Lobbiests may well have very good relationships with DC/nationally active pols through their firms and not need to give to those candidates as heavily as single state dark horses.
"By the way, is it too late for Mitch Daniels to jump in?"
Ugh, the man with a head like a thumb.
Still, his would certainly be the most piquant First Family to occupy the White House in some time, given his wife's peripatetic propensities. So much more entertaining than Michelle's sullen grievance-mongering.
There is a candidate missing from the list. This candidate has gotten more votes than most of the names that are on the list. Does anyone notice who? Bueller?
i'm guessing the most evi..smart lobbyists describe themselves as something else like political liquidity fund managers.
Steve, love your work. As a GT fan, I remember when this story came out and it appears to be a non-story. If someone did offer Telfair $, it was certainly one individual outside of the program, as that's something GT would not in the least bit tolerate. Telfair mentions the possibility it could've been a joke. Who knows, I'm just certain no one inside the program would do such a thing.

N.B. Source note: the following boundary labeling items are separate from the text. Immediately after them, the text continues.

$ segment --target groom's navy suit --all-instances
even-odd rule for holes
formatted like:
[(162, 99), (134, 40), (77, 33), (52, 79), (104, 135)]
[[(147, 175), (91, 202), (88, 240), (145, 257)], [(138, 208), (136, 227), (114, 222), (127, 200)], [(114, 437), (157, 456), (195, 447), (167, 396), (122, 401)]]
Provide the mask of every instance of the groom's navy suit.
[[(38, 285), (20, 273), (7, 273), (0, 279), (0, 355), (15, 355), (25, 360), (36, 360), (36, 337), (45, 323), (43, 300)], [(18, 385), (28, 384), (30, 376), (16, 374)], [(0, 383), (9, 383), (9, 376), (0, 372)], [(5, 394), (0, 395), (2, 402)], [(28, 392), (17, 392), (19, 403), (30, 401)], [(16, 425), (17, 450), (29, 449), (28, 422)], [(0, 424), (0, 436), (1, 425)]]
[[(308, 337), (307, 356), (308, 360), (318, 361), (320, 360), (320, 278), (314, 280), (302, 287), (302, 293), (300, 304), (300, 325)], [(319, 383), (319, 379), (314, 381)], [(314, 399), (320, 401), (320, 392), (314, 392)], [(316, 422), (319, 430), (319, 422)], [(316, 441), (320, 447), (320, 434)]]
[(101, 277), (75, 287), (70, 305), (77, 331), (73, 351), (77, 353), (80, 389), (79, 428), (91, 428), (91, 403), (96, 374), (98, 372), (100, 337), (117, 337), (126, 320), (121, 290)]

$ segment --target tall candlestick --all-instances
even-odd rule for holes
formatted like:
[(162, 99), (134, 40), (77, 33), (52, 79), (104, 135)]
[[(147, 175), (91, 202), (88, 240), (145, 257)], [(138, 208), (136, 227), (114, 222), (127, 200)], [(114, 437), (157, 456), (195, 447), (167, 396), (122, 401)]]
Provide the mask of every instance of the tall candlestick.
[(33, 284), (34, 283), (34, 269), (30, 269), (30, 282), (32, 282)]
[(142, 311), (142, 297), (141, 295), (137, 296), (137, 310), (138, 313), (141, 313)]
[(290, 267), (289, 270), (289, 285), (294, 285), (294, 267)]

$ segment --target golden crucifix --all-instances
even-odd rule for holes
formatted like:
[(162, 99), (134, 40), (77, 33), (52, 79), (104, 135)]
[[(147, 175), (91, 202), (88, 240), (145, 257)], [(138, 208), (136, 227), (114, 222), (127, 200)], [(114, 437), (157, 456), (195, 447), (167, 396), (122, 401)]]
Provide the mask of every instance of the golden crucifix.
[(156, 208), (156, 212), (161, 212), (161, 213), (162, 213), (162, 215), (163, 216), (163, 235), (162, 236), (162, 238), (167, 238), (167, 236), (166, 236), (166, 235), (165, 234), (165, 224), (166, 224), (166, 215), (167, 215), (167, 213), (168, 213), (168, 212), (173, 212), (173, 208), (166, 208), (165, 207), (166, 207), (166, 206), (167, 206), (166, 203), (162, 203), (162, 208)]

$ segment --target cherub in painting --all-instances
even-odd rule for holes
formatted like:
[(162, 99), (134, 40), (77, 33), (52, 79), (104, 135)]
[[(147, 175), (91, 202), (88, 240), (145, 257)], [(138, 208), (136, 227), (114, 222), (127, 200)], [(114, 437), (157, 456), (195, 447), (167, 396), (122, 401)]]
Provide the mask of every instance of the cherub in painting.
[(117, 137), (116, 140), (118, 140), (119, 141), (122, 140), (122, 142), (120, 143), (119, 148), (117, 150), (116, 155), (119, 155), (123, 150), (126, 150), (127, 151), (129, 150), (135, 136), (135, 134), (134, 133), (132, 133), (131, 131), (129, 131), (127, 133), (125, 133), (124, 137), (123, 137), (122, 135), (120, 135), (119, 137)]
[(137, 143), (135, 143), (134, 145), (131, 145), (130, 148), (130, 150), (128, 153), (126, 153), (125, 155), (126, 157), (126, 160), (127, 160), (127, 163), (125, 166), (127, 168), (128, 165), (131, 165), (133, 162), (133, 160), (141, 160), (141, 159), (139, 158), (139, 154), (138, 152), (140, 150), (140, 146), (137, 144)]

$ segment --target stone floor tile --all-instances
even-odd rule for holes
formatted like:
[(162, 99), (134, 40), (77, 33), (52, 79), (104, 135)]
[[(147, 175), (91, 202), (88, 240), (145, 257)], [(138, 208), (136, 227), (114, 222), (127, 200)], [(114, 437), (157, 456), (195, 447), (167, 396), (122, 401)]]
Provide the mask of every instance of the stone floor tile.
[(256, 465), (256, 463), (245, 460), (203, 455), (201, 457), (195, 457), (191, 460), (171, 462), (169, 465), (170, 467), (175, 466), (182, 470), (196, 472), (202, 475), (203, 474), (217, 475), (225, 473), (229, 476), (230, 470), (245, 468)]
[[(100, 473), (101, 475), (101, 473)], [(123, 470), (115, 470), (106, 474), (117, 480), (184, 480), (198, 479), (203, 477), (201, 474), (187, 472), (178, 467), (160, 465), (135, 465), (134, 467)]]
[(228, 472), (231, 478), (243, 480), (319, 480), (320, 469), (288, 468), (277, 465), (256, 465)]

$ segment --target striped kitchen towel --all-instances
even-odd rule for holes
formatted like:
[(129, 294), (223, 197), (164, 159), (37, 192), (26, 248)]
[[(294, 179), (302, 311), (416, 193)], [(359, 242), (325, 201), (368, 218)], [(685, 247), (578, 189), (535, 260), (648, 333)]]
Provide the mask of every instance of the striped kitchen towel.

http://sports.espn.go.com/ncb/news/story?id=1988767
Robert61,
Re: the seemingly trivial dollar amounts considered given the weightiness of the position being sought after, I'd rhetorically ask how many readers here have made presidential campaign contributions? Not many I suspect--I certainly haven't--and we're intellectually vested in and follow this stuff a lot more closely than the general public does. And those making contributions are not required to state their professions or companies they work for. Undoubtedly there are lobbyists who've made donations that are not captured in this way, but I'm not sure it makes too much of a systematic difference in the way the relative amounts shake out (though it does introduce extra randomness). The best we're able to be with a tool like the FEC's database is be suggestive.
Steve may be sneaking an assumption into his interpretation of the data. If a lobbyist donates to a particular candidate that doesn't mean he thinks that guy will win. It means he thinks his "return on investment" is highest giving to that candidate.
So, for example, I might like to show support for Newt Gingrich, even if I thought his candidacy was a lost cause, because I think he'll be able to return the favor later even if he's not President.
Perry gets the most money because he is a sitting governor. Even if he loses, he can be useful.
I've always said that Newt Gingrich is a textbook case of narcissistic personality disorder.